Votre dernier film, L’Aventure extraordinaire d’un papa peu ordinaire, date de 1989. Pourquoi avez-vous cessé de réaliser des films ?

J’ai arrêté de tourner malgré moi ! J’ai des placards remplis de scenarii. J’aurais pu réaliser un film par an si on m’en avait donné les moyens. Malheureusement, j’ai cumulé plusieurs échecs, et quand cela vous arrive, le métier ne vous fait aucun cadeau. C’est fini pour vous. Et donc, après 1989, tout le monde m’a rejeté. Déjà que je n’étais pas vraiment considéré… Je me suis pourtant battu, mais au bout d’un moment, on lâche l’affaire. J’avais notamment écrit une parodie intitulée… Rabbin des Bois. Nul besoin de vous faire un dessin sur ce que ça racontait ! Je comptais aussi donner une suite à L’Aventure extraordinaire d’un papa peu ordinaire. Évidemment, vu la claque que je me suis prise au box-office avec ce film, le projet n’a pas fait long feu… J’avais aussi imaginé l’histoire d’un guignol qui devenait Président de la République. Ça partait en vrille complet, aussi bien à l’Élysée que dans tout le pays ! Véra Belmont était sur le coup en tant que productrice. Mais elle m’a lâché d’une façon un peu bizarre. Et, depuis, Les Tuche sont passés par là… 

Une pétition a été lancée pour que vos films ne se perdent pas. Pouvez-vous exposer la situation ? Qu’est-ce qui peut être réalisé en faveur de leur conservation ?

D’abord, il faudrait restaurer mes films. Beaucoup ne sont même pas numérisés. Or, cela coûte assez cher. Et certains se posent la question de l’utilité d’une telle entreprise. Selon eux, aujourd’hui, il n’y aurait pas suffisamment d’acheteurs potentiels pour justifier d’une édition DVD… Quant aux chaînes de télévision, je pense qu’elles ne se souviennent même plus de mon existence… Ensuite, mes films sont tous dispersés.
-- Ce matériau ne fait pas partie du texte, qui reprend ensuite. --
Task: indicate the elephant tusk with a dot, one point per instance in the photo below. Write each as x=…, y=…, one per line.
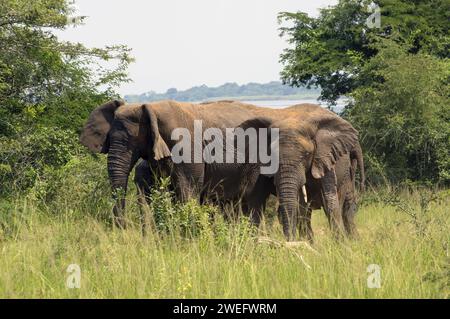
x=305, y=195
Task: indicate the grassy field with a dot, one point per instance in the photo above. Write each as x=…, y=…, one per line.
x=196, y=254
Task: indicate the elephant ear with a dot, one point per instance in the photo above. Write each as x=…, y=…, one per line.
x=335, y=138
x=257, y=123
x=160, y=148
x=95, y=132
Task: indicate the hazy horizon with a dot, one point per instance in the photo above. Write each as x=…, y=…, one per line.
x=179, y=44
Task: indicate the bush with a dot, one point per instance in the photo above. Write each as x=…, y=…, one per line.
x=25, y=159
x=404, y=117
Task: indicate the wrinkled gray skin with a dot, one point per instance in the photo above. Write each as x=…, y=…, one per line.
x=129, y=132
x=321, y=152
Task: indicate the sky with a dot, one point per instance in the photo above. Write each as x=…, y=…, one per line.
x=180, y=43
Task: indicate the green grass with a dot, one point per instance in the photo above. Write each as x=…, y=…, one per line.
x=220, y=260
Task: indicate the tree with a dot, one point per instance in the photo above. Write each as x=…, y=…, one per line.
x=330, y=51
x=43, y=79
x=396, y=78
x=47, y=88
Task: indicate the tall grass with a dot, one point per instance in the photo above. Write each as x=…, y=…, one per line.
x=192, y=252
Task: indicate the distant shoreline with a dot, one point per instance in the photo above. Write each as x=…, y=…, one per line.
x=274, y=90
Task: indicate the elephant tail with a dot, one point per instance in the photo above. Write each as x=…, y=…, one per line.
x=358, y=160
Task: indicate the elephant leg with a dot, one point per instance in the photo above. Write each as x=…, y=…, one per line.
x=188, y=179
x=257, y=200
x=304, y=220
x=119, y=213
x=144, y=179
x=348, y=214
x=331, y=203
Il y en a chez Gaumont, d’autres chez StudioCanal, et je ne vous parle pas de ceux qui sont perdus dans la nature, pour une raison simple : les boîtes qui s’en occupaient ont fait faillite. Bref ! La situation est très compliquée, et je crois qu’il s’agit d’un cas unique dans l’histoire du cinéma. C’en est presque désespérant.

Lequel ou lesquels de vos films préférez-vous ?
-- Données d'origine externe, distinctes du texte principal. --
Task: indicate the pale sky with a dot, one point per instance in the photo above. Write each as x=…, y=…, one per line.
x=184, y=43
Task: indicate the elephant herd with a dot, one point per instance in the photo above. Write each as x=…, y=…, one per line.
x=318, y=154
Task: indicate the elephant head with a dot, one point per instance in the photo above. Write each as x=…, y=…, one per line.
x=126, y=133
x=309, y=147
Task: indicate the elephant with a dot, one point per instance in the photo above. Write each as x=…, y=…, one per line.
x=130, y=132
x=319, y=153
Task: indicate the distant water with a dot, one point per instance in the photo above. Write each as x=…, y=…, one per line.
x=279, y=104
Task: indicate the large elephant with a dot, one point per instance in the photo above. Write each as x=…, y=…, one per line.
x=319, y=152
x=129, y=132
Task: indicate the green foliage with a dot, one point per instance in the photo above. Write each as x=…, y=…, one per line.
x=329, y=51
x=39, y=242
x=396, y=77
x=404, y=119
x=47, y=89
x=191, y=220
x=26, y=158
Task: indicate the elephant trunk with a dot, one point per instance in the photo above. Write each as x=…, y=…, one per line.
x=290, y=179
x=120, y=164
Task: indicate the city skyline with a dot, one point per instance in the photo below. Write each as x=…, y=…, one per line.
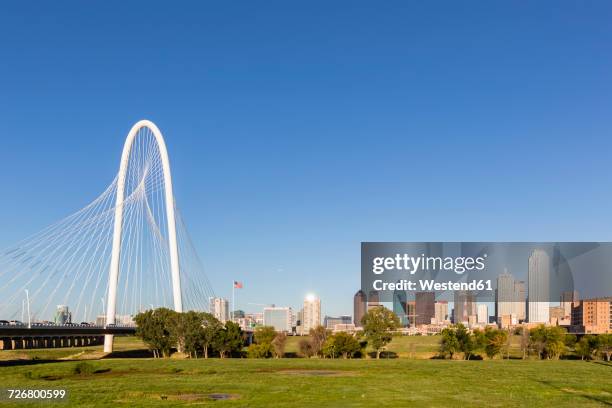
x=291, y=156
C’est difficile de choisir ! J’ai une tendresse particulière pour le dernier, L’Aventure extraordinaire d’un papa peu ordinaire, d’abord parce que mon fils joue dedans, et ensuite parce que le sujet est très personnel. C’est une histoire que j’ai vraiment vécue. Je pense aussi au tout premier, Déclic et des claques. Je n’ai que des souvenirs merveilleux avec Annie Girardot… Un film hélas méconnu, mais drôle et assez différent des autres. D’aucuns le considèrent même comme l’ancêtre de La Vérité si je mens ! Il y a également Par où t’es rentré… On t’a pas vu sortir, je suis tellement fier et heureux d’avoir pu jouer avec Jerry Lewis ! Et le résultat me ressemble : c’est de la déconne pure. Enfin, Le Führer en folie. Quand je pense qu’on m’a laissé faire ça… J’en ris encore !

Propos recueillis par Victorien Daoût le 22 novembre 2019, par mail.